Our tax money actually pays Planned Parenthood over $570 million a year to run their grisly service.  (They want to pay less).  They kill over 320,000 babies annually. ( A big part of the near-million murders annually here).  Despite their arguments about a range of services they provide, abortion consumes 94% of their expenses.  Let no one kid you—they are about profit.   Smaller clinics are staying in business by adding chemical abortions with RU486 to their offerings, often via non-nurse, non-human presence.  I'm speaking of web-cam hookup with an abortionist at one of the larger mega-clinics. This is a cost-saver, since they don’t need local expertise.  But none of this makes abortion safer–in fact, it increases the danger to the mother–but it does make more centers profitable.

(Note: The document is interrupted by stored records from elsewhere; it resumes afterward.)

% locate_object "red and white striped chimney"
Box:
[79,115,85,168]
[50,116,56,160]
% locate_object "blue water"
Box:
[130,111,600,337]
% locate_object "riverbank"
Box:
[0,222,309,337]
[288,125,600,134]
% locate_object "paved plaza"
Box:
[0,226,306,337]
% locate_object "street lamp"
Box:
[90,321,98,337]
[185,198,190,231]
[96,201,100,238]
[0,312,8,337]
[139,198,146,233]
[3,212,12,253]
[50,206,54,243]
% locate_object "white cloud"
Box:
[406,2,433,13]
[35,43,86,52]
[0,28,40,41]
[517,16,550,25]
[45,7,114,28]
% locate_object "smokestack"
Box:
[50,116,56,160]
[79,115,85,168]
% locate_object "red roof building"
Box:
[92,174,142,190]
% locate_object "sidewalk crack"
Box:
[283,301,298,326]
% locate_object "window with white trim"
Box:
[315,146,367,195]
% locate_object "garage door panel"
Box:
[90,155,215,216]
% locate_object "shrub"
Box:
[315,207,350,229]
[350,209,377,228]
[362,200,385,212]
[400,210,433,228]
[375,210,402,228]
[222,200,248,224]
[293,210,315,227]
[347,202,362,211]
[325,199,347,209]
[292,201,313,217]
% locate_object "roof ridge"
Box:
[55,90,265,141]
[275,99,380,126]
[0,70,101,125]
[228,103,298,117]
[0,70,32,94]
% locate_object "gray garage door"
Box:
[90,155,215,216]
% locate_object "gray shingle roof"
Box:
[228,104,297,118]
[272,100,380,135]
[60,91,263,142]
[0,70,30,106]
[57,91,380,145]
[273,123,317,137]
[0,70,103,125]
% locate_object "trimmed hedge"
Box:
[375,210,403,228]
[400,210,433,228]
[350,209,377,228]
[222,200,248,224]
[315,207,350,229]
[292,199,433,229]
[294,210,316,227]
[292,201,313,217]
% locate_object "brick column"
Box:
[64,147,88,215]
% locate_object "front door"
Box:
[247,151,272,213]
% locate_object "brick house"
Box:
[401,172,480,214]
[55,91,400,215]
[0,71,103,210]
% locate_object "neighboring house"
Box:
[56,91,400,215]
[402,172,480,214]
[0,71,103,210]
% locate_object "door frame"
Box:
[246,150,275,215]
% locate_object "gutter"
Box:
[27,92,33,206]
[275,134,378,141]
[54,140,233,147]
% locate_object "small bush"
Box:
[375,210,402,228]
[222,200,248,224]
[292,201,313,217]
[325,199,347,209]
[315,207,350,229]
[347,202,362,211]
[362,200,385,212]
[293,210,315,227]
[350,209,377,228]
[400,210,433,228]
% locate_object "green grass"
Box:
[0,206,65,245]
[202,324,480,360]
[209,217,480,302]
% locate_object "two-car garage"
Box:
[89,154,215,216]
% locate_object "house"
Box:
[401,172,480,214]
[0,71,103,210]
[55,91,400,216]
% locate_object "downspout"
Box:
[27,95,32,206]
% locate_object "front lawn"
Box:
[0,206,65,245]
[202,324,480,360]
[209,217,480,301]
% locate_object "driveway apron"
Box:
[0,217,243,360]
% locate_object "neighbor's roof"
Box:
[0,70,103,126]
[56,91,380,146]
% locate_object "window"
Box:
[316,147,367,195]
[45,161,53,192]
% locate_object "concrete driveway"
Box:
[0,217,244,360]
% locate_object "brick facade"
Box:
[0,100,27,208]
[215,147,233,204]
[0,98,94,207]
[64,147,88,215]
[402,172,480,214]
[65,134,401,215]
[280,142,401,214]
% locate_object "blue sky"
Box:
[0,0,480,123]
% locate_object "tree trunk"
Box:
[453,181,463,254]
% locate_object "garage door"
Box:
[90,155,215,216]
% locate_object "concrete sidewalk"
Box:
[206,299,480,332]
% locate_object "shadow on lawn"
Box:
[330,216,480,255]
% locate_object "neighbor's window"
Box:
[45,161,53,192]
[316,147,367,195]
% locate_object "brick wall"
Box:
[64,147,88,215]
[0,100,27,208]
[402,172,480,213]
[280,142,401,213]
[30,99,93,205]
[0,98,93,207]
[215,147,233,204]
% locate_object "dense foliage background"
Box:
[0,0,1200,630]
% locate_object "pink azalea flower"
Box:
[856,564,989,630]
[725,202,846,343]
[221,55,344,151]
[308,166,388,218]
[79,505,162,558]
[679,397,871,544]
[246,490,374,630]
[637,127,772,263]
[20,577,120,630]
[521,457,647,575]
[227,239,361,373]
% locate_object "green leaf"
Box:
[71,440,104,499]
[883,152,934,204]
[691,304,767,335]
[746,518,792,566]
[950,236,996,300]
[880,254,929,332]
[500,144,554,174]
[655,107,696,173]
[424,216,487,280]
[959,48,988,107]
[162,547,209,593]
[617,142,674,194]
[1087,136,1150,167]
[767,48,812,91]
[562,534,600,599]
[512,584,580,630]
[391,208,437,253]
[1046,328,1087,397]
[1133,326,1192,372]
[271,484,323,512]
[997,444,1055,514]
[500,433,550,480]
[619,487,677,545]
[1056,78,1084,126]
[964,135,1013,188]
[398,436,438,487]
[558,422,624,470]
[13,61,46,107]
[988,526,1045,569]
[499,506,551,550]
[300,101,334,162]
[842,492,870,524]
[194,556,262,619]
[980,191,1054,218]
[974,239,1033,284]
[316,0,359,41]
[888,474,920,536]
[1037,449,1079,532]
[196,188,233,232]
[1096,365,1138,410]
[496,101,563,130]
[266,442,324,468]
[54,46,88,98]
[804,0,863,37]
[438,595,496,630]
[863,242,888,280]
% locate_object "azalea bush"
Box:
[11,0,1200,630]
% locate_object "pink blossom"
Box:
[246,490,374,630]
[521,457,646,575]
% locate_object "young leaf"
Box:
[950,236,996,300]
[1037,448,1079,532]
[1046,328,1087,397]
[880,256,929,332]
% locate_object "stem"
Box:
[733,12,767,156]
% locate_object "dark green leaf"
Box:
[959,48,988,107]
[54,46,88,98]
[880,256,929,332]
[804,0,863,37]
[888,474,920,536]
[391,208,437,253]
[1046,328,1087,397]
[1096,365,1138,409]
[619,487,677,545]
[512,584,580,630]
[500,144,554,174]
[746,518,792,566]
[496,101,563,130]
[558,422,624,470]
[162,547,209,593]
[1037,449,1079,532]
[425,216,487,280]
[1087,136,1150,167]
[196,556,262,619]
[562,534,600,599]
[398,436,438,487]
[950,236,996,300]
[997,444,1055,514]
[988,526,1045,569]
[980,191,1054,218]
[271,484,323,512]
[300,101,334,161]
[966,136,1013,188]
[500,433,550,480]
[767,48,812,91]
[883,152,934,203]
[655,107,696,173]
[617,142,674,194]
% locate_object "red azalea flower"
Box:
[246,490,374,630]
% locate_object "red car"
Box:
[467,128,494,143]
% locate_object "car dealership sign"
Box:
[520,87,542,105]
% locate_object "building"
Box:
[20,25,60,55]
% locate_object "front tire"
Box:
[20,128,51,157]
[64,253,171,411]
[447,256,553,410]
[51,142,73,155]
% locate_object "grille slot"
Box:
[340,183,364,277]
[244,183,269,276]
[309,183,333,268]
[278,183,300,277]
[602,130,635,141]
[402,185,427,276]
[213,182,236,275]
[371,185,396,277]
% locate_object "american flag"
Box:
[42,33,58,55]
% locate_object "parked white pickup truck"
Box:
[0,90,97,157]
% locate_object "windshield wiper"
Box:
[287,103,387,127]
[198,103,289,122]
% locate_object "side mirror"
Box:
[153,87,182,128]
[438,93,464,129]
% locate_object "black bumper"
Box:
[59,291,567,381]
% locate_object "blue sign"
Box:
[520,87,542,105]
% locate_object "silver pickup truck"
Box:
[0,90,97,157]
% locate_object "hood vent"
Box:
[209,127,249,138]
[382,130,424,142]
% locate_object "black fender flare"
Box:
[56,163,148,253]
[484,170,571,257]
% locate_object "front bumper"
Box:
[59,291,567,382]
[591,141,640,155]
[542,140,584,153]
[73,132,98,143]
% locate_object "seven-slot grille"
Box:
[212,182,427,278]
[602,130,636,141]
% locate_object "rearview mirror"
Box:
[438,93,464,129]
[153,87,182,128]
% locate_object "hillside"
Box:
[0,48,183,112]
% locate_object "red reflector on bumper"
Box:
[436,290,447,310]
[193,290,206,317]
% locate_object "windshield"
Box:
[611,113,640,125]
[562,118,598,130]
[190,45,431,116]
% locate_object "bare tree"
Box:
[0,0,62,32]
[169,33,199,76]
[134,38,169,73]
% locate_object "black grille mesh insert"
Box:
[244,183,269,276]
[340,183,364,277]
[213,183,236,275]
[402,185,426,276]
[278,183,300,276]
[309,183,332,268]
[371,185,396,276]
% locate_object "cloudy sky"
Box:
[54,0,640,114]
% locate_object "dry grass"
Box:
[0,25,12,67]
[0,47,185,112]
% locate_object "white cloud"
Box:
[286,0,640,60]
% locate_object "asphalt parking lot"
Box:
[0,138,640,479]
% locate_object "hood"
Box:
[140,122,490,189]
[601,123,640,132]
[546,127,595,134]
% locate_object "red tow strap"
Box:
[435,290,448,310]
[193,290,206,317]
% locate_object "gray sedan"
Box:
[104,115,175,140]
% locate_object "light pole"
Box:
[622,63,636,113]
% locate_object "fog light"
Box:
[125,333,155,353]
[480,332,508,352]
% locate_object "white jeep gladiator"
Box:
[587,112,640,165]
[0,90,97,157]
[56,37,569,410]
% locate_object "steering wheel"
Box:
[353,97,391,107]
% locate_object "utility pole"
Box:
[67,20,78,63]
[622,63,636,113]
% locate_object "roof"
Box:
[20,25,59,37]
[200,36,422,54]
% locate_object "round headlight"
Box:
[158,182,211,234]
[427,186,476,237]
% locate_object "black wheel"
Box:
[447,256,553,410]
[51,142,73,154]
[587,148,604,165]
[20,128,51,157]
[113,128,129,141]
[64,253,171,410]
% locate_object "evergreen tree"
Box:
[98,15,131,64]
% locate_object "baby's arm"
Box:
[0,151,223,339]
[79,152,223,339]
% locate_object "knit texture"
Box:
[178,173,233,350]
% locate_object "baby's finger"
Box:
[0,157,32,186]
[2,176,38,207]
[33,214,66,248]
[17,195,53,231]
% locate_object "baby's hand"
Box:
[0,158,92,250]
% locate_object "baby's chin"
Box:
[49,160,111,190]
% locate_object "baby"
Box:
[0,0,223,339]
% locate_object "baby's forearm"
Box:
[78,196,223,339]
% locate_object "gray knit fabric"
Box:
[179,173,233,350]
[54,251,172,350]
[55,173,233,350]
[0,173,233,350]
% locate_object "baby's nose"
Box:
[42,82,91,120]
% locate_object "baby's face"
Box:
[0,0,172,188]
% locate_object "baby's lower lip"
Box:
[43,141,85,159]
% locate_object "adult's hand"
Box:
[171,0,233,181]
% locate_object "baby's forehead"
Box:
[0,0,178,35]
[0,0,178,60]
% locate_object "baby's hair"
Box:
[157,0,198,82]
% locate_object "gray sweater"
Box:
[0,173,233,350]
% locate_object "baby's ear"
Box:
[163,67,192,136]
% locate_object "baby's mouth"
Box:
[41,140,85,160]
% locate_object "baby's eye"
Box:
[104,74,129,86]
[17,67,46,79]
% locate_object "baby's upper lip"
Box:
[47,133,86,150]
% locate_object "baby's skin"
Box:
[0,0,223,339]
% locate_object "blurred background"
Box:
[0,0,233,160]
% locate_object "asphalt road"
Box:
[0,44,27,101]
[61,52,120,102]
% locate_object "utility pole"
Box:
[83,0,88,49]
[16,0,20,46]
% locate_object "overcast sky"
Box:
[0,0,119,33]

Why are we paying half a billion of our tax money a year to allow Planned Parenthood to kill babies?  Shockingly, 62% of Americans are against defunding Planned Parenthood. We conclude that they like their tax money used this way. 70% of Americans now favor the way Roe v. Wade went.  So we conclude that Americans don’t have much to say against abortion.  No moral anchor! This is America now.  This despite the fact that science is crystal clear on the baby having a separate life from the mother; and you are killing a separate human when you abort.  Why is Planned Parenthood the only organization with a tax-exempt status that is allowed to spend $12 million every two years to elect Democrats—when political bribery by charities is a violation of the law?  Nobody cares.  The unborn need a bigger voice—like God. Since we have not defended the innocent, since we had no mercy on them, God will have no mercy on us--or the babies' murderers--mothers and doctors.  We have judged the babies that they are not worth living.  So God will judge us.